73. If, however, I am wrong about this it is plain that the Defendant did not know the identity of the correct Claimant until well after the Limitation period had expired. In those circumstances it seems to me that it is covered by Keene LJ’s comment approved by the Court in Adelson that the Court would be likely to exercise its discretion against giving permission to make the amendment. There are no special factors here leading to a different course.
4 Conclusion
74. I have come to the conclusion that DJ Glentworth was wrong to allow the substitution of Money Mortgages and that this appeal should be allowed. In so far as I am differing from DJ Glentworth on matters of discretion I consider that I am entitled to do so firstly because I think she erred in refusing to admit the letter of 19th October with the result that the evidence before me was much fuller than before her and secondly because she did not express her reasons sufficiently fully to enable it to be seen on what basis she actually exercised any discretion she may have had.
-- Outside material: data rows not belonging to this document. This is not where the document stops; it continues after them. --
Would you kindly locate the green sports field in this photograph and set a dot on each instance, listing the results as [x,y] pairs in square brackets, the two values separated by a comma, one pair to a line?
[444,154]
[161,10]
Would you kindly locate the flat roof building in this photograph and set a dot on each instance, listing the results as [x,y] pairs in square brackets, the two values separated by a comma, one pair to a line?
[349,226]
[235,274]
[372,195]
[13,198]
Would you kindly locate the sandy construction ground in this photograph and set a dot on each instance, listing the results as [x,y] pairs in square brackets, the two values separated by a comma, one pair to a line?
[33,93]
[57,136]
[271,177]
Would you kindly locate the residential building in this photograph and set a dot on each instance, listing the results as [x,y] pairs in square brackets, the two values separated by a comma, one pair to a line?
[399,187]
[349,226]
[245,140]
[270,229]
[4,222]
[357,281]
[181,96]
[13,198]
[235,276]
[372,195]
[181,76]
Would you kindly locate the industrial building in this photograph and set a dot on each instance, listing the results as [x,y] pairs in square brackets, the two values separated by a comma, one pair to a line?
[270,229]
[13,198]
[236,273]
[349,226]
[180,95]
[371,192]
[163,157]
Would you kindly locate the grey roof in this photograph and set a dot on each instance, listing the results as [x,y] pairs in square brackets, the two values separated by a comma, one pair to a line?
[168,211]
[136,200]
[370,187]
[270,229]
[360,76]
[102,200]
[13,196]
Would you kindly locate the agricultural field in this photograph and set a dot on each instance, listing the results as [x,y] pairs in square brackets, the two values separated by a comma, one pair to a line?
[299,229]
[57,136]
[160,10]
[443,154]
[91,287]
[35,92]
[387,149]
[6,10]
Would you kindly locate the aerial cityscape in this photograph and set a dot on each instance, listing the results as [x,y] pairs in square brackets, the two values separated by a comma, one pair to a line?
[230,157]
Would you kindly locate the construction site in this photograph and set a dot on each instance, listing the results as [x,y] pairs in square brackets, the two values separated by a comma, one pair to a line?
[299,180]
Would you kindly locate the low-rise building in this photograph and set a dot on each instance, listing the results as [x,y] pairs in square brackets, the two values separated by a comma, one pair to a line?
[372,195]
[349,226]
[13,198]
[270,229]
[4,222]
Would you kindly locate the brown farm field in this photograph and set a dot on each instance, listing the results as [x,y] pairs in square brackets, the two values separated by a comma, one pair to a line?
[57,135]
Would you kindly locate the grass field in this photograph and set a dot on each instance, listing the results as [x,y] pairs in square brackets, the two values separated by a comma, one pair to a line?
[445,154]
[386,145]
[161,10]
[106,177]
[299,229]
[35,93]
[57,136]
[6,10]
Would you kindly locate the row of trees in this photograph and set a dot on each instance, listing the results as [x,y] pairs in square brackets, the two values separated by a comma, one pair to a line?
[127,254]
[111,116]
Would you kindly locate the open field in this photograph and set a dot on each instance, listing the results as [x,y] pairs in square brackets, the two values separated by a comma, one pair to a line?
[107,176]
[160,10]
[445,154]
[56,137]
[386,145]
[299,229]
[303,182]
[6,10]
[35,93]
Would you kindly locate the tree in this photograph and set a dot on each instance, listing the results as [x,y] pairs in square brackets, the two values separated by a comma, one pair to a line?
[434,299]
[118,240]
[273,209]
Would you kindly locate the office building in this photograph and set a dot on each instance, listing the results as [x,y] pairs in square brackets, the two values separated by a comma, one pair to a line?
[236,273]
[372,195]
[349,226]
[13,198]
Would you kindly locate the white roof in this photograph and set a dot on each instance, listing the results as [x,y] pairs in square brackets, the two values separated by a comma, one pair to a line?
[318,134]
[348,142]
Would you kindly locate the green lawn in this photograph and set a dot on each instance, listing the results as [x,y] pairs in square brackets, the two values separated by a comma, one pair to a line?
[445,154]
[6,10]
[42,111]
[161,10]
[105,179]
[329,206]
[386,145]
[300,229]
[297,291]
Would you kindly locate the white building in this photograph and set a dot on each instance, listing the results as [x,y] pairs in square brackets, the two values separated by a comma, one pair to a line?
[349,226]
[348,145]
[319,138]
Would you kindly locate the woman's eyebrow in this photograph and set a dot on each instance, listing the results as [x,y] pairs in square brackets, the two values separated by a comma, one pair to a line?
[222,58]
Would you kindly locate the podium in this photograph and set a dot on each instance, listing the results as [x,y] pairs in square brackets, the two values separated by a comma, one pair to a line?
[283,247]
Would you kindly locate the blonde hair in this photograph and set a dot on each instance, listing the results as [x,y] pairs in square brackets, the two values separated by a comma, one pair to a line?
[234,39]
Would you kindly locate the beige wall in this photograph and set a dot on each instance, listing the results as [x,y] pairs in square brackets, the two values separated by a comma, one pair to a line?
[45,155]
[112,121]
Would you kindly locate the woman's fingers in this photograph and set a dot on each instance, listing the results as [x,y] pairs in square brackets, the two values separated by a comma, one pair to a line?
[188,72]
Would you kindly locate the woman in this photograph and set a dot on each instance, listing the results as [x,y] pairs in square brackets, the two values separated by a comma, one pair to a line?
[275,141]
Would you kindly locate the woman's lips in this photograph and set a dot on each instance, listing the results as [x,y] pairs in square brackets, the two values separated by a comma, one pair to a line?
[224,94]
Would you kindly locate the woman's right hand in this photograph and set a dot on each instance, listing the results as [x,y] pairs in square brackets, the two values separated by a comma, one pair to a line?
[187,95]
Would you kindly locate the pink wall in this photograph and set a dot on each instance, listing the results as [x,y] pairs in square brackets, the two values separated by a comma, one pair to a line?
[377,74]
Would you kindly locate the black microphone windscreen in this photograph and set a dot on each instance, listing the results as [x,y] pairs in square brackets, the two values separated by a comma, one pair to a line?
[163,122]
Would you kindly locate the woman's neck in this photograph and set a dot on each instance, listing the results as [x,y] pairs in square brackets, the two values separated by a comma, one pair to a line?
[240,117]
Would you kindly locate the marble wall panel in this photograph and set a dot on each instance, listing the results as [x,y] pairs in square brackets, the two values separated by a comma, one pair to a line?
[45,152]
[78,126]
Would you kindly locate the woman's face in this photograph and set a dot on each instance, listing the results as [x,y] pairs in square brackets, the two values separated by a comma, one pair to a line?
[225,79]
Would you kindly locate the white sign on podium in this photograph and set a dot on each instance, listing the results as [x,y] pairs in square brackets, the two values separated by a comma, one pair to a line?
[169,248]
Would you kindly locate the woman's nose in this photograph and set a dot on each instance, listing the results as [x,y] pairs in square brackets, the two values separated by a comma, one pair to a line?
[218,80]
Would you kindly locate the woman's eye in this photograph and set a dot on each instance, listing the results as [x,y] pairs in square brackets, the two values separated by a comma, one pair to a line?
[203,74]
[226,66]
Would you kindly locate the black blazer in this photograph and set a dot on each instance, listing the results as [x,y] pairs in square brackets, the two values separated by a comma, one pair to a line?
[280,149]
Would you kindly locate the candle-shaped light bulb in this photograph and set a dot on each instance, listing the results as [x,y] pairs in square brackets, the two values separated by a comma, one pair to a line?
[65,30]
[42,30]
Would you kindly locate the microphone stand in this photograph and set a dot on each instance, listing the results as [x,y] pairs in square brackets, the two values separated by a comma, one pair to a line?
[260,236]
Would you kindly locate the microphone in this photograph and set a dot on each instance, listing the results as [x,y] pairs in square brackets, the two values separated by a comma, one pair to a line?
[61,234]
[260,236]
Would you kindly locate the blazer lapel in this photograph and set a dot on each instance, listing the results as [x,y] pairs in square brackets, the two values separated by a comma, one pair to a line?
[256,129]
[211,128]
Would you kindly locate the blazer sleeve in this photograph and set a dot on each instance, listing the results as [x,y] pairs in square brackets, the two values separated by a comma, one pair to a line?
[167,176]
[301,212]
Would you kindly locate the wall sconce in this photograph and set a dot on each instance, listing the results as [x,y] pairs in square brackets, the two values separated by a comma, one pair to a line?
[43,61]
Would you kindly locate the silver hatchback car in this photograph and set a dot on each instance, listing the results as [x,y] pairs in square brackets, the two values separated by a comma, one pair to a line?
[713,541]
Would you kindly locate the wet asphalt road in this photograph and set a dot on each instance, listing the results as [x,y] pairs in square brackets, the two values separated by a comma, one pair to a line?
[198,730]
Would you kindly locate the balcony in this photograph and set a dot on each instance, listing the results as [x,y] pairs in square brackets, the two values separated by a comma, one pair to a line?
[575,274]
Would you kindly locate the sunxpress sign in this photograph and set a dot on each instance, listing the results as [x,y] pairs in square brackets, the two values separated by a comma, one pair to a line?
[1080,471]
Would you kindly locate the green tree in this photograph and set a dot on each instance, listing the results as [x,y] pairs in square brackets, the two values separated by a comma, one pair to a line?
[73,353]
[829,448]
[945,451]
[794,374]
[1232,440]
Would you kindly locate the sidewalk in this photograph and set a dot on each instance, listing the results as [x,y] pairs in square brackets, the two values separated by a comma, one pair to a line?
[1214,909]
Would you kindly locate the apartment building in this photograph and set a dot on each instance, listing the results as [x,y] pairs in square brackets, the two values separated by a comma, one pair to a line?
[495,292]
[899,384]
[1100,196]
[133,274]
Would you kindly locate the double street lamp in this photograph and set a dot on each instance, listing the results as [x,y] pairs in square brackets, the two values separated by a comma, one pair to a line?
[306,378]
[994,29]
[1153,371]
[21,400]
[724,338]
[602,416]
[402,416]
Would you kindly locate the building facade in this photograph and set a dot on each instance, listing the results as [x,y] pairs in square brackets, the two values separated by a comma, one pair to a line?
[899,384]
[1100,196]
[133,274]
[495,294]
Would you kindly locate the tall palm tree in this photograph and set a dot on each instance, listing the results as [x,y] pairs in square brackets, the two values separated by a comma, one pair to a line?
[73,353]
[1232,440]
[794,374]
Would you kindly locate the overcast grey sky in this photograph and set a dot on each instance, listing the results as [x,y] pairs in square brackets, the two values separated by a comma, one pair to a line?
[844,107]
75. It has to be remembered that DJ Glentworth dealt with this application in 45 minutes. I had the benefit a hearing lasting for the best part of a day which included a detailed analysis of the relevant documents and the decision in Adelson. I then had further time in which to prepare this judgment. As I stated earlier in this judgment it is very much to DJ Glentworth’s credit that she managed to deal with the application at all in that time.
76. In the result the appeal will be allowed. The application to substitute Money Mortgages as Claimant will be refused and – pursuant to Part 24 – the claim will be struck out.
77. In those circumstances it is not necessary to deal with the application relating to the amendment of the identity of the property as originally set out in the Claim Form.